Nach Abschied aus Gladbach: Wie läuft es jetzt bei Oscar Fraulo?

Oscar Fraulo galt in Gladbach als spannendes Talent, doch der Durchbruch blieb aus. Jetzt sollte er in England einen Neustart schaffen, aber auch bei Derby County lief es bisher eher wechselhaft.
Oscar Fraulo gegen Leeds United im FA Cup
Oscar Fraulo gegen Leeds United im FA Cup | Marc Atkins/GettyImages

Nach nur sieben Einsätzen und einem Torerfolg für Borussia Mönchengladbach wechselte Oscar Fraulo im Januar für 400.000 Euro zu Derby County in die Championship. Dort unterschrieb er einen Vertrag bis 2029. Den Schritt nach Deutschland wagte der Däne bereits 2022, als er vom FC Midtjylland in die Bundesliga wechselte.

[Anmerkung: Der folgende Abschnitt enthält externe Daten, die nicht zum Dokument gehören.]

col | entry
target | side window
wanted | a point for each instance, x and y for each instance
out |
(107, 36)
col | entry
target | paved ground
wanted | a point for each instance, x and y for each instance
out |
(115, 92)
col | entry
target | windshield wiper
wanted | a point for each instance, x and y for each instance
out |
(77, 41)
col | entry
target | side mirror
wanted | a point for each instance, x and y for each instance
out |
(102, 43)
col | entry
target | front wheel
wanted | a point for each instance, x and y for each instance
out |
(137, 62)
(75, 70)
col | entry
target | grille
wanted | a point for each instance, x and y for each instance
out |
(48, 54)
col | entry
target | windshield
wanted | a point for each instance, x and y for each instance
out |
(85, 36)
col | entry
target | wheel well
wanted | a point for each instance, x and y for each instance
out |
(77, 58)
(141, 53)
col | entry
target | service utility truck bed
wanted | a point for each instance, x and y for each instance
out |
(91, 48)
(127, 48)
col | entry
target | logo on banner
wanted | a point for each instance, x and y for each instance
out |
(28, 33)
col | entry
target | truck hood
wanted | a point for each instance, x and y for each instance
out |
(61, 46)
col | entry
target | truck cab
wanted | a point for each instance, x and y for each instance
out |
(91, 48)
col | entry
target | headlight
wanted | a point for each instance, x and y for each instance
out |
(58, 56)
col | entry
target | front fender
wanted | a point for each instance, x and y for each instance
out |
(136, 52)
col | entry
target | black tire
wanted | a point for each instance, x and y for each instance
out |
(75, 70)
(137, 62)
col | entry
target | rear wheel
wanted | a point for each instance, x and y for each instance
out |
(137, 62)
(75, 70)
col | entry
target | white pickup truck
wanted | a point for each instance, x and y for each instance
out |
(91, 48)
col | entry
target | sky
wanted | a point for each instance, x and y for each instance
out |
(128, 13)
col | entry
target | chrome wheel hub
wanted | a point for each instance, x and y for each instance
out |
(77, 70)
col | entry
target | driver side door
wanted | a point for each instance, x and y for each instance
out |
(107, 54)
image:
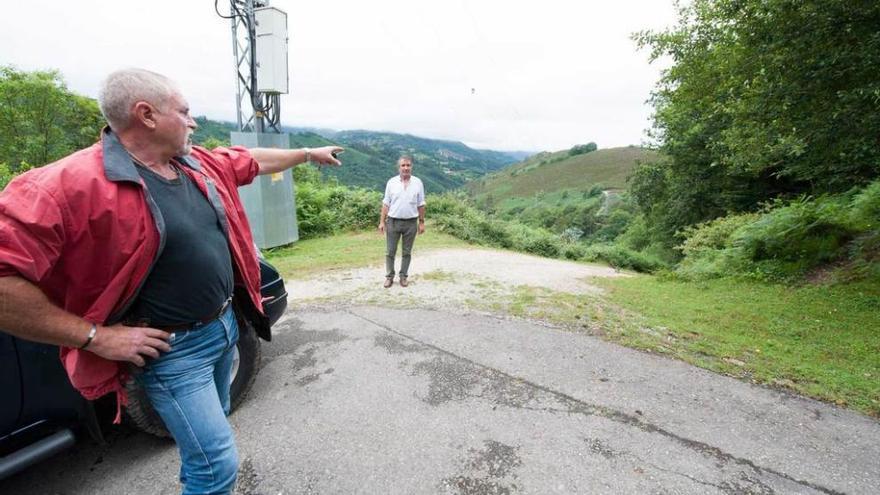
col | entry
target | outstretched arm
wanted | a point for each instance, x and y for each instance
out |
(273, 160)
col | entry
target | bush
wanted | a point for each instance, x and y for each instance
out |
(324, 208)
(621, 257)
(788, 239)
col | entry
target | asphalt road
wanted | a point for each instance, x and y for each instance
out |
(380, 401)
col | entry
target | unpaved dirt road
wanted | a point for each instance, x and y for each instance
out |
(413, 391)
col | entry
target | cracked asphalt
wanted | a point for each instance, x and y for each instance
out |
(409, 401)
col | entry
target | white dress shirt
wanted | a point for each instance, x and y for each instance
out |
(404, 202)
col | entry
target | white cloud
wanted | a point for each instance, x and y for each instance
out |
(494, 74)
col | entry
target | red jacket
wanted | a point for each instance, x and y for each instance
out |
(86, 231)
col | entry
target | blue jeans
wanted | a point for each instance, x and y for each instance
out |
(189, 388)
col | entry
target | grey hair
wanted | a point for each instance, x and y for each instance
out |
(123, 88)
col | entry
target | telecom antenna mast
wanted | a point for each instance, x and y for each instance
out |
(259, 45)
(259, 48)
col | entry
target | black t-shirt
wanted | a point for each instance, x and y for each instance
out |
(193, 275)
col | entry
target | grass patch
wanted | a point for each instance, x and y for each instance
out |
(352, 249)
(822, 341)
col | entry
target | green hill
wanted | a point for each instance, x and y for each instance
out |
(370, 157)
(548, 173)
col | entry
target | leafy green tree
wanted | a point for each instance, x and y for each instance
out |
(41, 120)
(581, 149)
(764, 99)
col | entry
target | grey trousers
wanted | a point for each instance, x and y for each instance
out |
(396, 228)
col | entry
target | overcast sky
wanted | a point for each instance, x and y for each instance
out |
(506, 75)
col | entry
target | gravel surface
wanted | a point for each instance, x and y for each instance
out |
(450, 278)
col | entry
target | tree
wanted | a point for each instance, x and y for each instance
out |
(41, 120)
(581, 149)
(764, 98)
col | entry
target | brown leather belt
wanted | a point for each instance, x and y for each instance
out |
(182, 327)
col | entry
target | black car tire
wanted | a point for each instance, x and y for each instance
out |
(141, 414)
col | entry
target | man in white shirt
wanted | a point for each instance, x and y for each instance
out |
(403, 215)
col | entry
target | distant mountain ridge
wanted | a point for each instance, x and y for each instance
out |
(549, 173)
(371, 157)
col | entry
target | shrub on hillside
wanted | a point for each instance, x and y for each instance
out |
(581, 149)
(621, 257)
(324, 207)
(788, 239)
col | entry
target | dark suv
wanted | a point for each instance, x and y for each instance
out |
(40, 411)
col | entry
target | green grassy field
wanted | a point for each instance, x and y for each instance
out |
(822, 341)
(557, 171)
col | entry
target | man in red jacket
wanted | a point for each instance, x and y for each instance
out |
(130, 251)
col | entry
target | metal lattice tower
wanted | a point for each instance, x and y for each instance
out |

Zwei Millionen Euro kostete der Transfer damals. Beim 4:0 gegen St. Pauli erzielte er sogar sein erstes Tor für die Gladbacher. Trotzdem schaffte es das Talent nie wirklich, sich dauerhaft für die erste Mannschaft zu empfehlen. Dabei waren die Erwartungen an den Dänen durchaus hoch. Der ehemalige Geschäftsführer Sport Roland Virkus erklärte damals: "Wenn er das macht, sind wir davon überzeugt, dass er das Potenzial für höhere Aufgaben hat."

Keine Zukunft trotz ordentlicher Leihe

Überraschend ist Fraulos Entwicklung auch deshalb, weil er bei seiner Leihe beim FC Utrecht in der Eredivisie ordentlich liefern konnte. Mit 64 Einsätzen und 13 Torbeteiligungen blieb diese Station bis heute sein erfolgreichster Karriere-Zwischenstopp.

Wie läuft es bei Derby County?

Bei seiner aktuellen Station in England läuft es für Fraulo bislang eher wechselhaft. Er kommt auf neun Einsätze und 247 Minuten für die Profimannschaft. Mit erst einem Startelf-Einsatz in der Liga lässt sich noch nicht sagen, dass er in Derby schon wirklich angekommen ist.

Zuletzt lief er sogar für die eigene U21 auf. Bei der 2:4-Niederlage gegen die Jugendmannschaft von West Bromwich Albion konnte er zumindest laut Statistik keinen Einfluss auf das Spiel nehmen.

Der Start in sein neues Kapitel ist damit noch nicht perfekt. Mit 22 Jahren hat Fraulo aber weiterhin Potenzial und Entwicklungsspielraum auf seiner Seite. Blickt man auf seine Zeit in Utrecht und die grundsätzlichen Ansätze in seinem Spiel, bleibt die Hoffnung, dass er bei Derby bald die nächsten Schritte macht.